The mathematical astronomer Arthur Stanley Eddington was instrumental in verifying one of the key predictions of Albert Einstein’s general theory of relativity (GR): that the path of starlight is altered when it passes close to the Sun’s limb. He led the British eclipse expedition to Principe in 1919 that captured the background star field on photographic plates, and performed an analysis of the apparent displacement of stars. Eddington and his coauthors found the shifts to confirm the GR prediction better than that of Einstein’s 1911 theory of gravitation, referred to then as the “Newtonian” prediction (Dyson et al., 1920). Three years later, a team led by W. W. Campbell of the Lick Observatory measured the star field during the solar eclipse in Western Australia and confirmed the British result. Over a half-century later, Geoffrey M. Harvey remeasured and reduced most of the Sobral plates with automated techniques, again confirming the GR prediction (Harvey, 1979).
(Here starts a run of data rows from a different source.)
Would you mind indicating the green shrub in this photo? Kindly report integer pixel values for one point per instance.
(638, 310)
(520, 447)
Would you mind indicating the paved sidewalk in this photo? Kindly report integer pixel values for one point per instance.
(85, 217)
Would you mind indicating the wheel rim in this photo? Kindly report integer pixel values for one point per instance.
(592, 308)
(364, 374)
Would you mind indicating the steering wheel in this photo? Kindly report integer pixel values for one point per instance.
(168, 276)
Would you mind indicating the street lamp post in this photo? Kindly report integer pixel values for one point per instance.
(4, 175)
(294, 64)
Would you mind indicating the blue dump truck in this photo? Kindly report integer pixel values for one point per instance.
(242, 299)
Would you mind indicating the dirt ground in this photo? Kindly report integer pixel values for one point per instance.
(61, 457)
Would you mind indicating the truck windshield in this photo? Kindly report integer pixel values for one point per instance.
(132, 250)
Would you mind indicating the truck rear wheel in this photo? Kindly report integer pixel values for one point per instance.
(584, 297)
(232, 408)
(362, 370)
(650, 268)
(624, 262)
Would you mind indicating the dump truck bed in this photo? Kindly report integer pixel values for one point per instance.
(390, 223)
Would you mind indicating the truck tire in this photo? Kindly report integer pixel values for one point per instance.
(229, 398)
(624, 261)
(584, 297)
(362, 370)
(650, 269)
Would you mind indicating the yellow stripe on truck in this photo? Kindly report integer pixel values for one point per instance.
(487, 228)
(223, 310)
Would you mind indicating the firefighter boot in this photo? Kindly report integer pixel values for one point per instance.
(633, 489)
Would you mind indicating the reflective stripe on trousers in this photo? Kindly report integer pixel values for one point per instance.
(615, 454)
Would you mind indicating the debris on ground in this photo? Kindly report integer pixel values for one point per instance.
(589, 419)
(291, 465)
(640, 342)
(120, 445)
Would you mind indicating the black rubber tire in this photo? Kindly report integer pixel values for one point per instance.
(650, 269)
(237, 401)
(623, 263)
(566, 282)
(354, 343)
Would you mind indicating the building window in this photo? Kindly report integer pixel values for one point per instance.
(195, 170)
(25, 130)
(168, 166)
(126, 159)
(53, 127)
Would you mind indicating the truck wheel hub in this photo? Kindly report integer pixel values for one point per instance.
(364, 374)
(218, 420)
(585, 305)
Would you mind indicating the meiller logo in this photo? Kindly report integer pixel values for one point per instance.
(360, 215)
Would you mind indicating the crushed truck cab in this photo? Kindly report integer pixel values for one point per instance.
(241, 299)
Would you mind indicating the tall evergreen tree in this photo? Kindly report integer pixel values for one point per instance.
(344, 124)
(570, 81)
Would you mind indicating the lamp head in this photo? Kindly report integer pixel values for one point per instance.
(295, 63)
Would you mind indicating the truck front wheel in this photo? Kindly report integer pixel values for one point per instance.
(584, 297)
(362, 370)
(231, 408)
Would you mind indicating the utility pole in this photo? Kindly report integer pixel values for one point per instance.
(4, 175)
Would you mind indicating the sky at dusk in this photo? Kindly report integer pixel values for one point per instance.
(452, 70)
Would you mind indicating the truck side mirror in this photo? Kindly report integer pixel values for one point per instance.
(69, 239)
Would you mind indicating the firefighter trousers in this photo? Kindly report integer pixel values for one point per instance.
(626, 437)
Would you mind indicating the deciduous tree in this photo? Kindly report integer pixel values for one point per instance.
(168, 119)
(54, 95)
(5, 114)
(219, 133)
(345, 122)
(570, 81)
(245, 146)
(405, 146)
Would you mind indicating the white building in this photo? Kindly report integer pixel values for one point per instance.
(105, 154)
Soon after, however, the physicists Everitt et al. (1979), and independently, the philosophers Earman and Glymour (1980) reexamined the published data from 1919, and suggested that personal bias had skewed Eddington’s reduction in favor of the GR prediction. At issue is a decision to reject one of the two sets of measurements obtained in Sobral. The philosophers claimed that to confirm the GR prediction it was necessary to neglect this particular dataset. The science historians Stanley (2003) and Kennefick (2012) studied the historical case in depth, and found no reason to question the scientific probity of Eddington or his senior collaborator, coauthor, and leader of the Sobral expedition, Frank Dyson. Both Stanley and Kennefick felt the reasons given by the British astronomers for excluding one of the Sobral measurement sets answered in full the charge of bias leveled against Eddington by Earman and Glymour, albeit without considering the statistical soundness of the reductions.
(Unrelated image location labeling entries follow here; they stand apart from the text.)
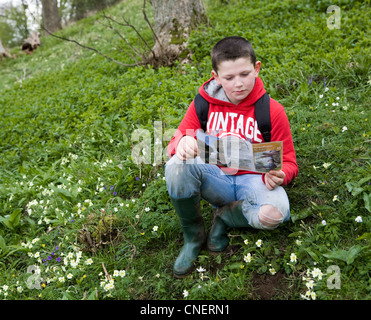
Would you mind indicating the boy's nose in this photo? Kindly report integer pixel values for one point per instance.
(238, 83)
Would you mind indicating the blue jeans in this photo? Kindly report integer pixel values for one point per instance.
(185, 179)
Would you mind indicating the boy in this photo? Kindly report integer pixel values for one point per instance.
(242, 198)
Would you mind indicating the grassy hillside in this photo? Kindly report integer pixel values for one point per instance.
(76, 210)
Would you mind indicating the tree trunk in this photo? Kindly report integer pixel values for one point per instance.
(52, 21)
(173, 23)
(3, 52)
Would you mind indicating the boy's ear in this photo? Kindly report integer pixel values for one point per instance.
(257, 68)
(215, 75)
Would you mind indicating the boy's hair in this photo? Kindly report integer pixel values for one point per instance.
(231, 48)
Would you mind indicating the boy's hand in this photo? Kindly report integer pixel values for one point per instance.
(274, 179)
(187, 148)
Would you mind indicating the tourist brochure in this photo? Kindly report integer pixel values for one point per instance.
(233, 152)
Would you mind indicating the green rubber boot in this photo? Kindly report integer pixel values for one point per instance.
(189, 213)
(228, 216)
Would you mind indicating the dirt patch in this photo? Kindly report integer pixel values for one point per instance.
(267, 286)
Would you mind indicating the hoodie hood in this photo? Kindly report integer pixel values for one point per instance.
(215, 94)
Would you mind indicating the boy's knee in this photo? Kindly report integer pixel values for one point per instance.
(269, 216)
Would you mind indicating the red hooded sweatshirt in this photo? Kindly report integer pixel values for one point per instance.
(228, 117)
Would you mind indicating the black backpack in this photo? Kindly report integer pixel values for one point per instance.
(262, 114)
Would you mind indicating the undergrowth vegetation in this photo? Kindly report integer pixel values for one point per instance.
(80, 220)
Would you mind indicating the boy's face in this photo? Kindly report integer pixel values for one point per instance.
(237, 78)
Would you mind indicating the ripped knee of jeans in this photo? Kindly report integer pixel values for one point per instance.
(269, 216)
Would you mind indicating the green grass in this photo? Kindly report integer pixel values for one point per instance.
(67, 119)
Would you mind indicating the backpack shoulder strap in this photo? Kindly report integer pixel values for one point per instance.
(202, 110)
(262, 115)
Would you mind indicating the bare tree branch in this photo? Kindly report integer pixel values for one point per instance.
(135, 50)
(90, 48)
(155, 38)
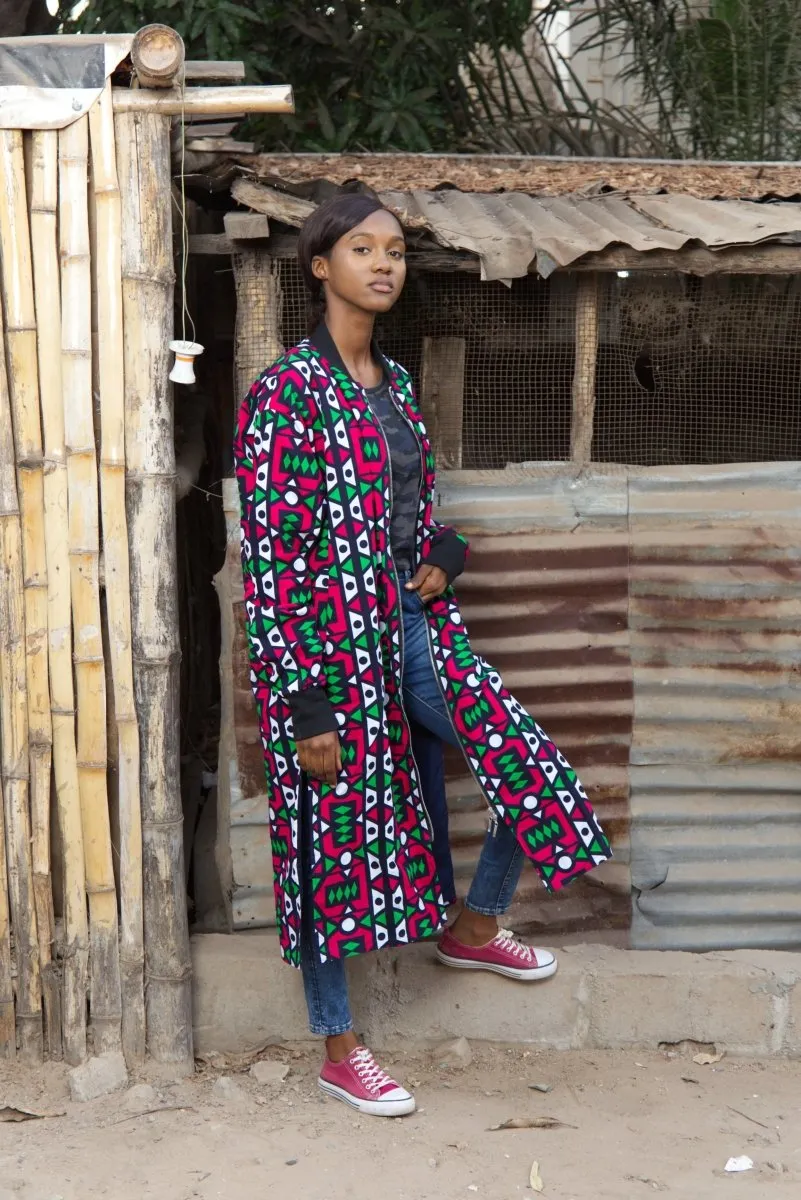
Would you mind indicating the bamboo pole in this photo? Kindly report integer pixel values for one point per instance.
(44, 198)
(157, 55)
(23, 387)
(11, 574)
(143, 147)
(204, 101)
(108, 276)
(586, 354)
(84, 577)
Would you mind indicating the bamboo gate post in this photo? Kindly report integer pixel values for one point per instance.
(11, 603)
(84, 558)
(47, 288)
(586, 355)
(143, 144)
(23, 387)
(108, 280)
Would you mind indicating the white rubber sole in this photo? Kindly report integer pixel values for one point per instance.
(528, 975)
(369, 1108)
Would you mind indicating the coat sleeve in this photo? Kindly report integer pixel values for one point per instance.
(282, 497)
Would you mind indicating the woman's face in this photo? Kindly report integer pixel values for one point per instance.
(367, 267)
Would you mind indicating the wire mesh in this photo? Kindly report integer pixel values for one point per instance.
(698, 370)
(687, 370)
(513, 403)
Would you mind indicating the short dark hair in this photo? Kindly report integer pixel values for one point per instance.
(320, 233)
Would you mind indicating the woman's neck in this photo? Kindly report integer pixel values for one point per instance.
(353, 335)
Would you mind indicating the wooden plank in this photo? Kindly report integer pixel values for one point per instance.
(441, 397)
(246, 225)
(220, 145)
(214, 72)
(288, 209)
(586, 354)
(210, 244)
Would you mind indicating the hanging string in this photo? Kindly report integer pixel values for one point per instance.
(185, 229)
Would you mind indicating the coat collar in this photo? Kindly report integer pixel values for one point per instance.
(323, 342)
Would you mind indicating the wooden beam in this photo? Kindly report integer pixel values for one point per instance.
(288, 209)
(586, 355)
(246, 225)
(204, 101)
(441, 397)
(157, 57)
(220, 145)
(214, 71)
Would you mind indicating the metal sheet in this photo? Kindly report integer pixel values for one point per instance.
(548, 606)
(715, 615)
(512, 231)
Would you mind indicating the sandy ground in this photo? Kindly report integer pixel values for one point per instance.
(634, 1125)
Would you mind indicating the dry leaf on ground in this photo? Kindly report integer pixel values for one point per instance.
(531, 1123)
(708, 1060)
(13, 1113)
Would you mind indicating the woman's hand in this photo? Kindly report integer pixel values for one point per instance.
(320, 756)
(428, 582)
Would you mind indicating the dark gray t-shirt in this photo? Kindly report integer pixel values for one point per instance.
(404, 466)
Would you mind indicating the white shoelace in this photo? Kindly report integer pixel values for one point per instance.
(368, 1071)
(507, 941)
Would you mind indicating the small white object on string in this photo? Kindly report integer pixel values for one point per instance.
(186, 349)
(739, 1164)
(185, 355)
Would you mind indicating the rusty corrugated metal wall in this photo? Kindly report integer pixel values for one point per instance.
(715, 619)
(546, 601)
(675, 592)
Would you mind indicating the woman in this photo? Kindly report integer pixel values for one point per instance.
(361, 666)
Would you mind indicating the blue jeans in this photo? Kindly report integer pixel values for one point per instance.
(499, 865)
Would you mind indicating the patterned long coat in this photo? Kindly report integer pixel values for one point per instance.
(325, 630)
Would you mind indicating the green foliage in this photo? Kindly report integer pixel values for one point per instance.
(718, 81)
(377, 75)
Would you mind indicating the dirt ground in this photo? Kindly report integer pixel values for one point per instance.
(633, 1125)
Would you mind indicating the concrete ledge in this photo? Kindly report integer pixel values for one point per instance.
(744, 1001)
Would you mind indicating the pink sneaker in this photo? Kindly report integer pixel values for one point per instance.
(505, 955)
(361, 1083)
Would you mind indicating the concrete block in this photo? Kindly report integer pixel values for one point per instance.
(645, 997)
(97, 1077)
(408, 994)
(244, 994)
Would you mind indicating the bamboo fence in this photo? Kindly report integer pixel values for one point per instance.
(89, 637)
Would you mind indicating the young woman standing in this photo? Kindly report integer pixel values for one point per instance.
(361, 666)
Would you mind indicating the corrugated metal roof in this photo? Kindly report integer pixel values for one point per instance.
(512, 232)
(533, 175)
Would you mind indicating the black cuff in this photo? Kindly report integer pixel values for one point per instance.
(449, 552)
(312, 713)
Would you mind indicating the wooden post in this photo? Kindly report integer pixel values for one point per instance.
(157, 57)
(11, 588)
(43, 205)
(143, 147)
(84, 558)
(110, 379)
(259, 312)
(586, 355)
(204, 101)
(28, 745)
(441, 397)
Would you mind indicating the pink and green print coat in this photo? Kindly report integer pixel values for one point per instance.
(325, 640)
The latter question is taken up by the authors, who suggest Earman and Glymour erred in assuming, with respect to the rejected dataset, that the internal dispersion of results represents an underlying normal distribution (p. 163). The authors re-reduce the original published data, calculate the statistical significance of the results for all three measurement sets, and quantify the effect of including the Sobral dataset rejected in 1919. Contrary to Earman and Glymour, inclusion of the latter dataset – with now-standard weighting – results in a value “slightly, but not significantly, larger” than the GR prediction of 1.75 arcsec (p. 164). In fact, the new reduction of the rejected dataset (1.61±0.45)(1.61\pm 0.45) nearly coincides with that of Harvey’s remeasurement (1.55±0.34)(1.55\pm 0.34).